The government has made a commitment to increase the investment in this sector to 6 per cent of GDP. However, the funds needed to develop infrastructure cannot come entirely from the budget and the private sector must chip in.
All private investment in the infrastructure sector will be through the build, operate and transfer (BOT) route. The procedure will be fully transparent, Venkataraman said.
In the port sector, he said, 300-400 berths have to be constructed at the major ports. This alone will cost Rs 50,000 crore at current prices. The additional berths are needed to handle the growing cargo traffic.
The estimated growth rate of cargo traffic is 9 per cent and the 11 major ports will be required to handle 850 million tonnes of cargo by 2012.
Similarly, in view of the massive funds needed to develop airports, the Centre has allowed state governments to build new airports at greenfield sites in partnership with the private sector.
The surface transport secretary also sought to allay fears that budgetary support to the infrastructure sector will be cut.

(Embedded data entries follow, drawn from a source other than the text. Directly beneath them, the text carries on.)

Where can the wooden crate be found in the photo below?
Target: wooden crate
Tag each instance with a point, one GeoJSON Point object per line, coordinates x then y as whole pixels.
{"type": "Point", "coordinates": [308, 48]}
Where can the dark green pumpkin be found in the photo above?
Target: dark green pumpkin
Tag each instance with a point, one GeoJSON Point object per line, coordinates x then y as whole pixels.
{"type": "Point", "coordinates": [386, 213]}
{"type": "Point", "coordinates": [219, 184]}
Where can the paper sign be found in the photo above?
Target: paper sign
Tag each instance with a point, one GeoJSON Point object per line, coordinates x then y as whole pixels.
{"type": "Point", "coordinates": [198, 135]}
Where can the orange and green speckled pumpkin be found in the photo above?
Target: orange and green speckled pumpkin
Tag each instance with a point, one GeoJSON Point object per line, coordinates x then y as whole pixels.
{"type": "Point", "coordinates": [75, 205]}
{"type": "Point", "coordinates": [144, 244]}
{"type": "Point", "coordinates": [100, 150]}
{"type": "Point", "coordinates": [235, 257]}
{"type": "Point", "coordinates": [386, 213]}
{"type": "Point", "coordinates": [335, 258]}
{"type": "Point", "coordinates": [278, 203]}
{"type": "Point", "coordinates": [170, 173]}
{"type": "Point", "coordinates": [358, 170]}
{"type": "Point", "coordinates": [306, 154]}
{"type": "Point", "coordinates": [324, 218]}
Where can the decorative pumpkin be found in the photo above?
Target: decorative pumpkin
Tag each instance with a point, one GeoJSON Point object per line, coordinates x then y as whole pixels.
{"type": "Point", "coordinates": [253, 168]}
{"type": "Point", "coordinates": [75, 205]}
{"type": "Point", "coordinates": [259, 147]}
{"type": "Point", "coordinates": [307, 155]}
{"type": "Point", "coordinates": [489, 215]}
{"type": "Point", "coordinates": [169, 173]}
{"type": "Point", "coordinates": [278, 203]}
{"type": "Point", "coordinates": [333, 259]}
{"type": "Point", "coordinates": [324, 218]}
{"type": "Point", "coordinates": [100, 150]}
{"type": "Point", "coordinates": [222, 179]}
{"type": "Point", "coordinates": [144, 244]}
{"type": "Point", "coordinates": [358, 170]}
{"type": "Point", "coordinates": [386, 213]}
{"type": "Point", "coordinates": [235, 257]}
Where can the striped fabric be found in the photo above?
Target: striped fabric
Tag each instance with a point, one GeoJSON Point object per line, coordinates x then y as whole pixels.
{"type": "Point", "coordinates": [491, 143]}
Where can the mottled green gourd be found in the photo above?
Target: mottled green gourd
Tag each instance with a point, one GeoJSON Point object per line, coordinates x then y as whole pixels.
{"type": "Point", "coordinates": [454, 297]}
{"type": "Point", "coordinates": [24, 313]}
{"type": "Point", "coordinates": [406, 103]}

He also clarified that the cost of land acquisition will not be passed on to the private investor. The cost will be borne by the government, he said.
The minister also clarified that the government will not guarantee returns on investment in the infrastructure sector. This safeguard will be built into the tariff structure when the project is allotted. However, the government will compensate private investors if a project is dropped because of a change in government or policies, he said.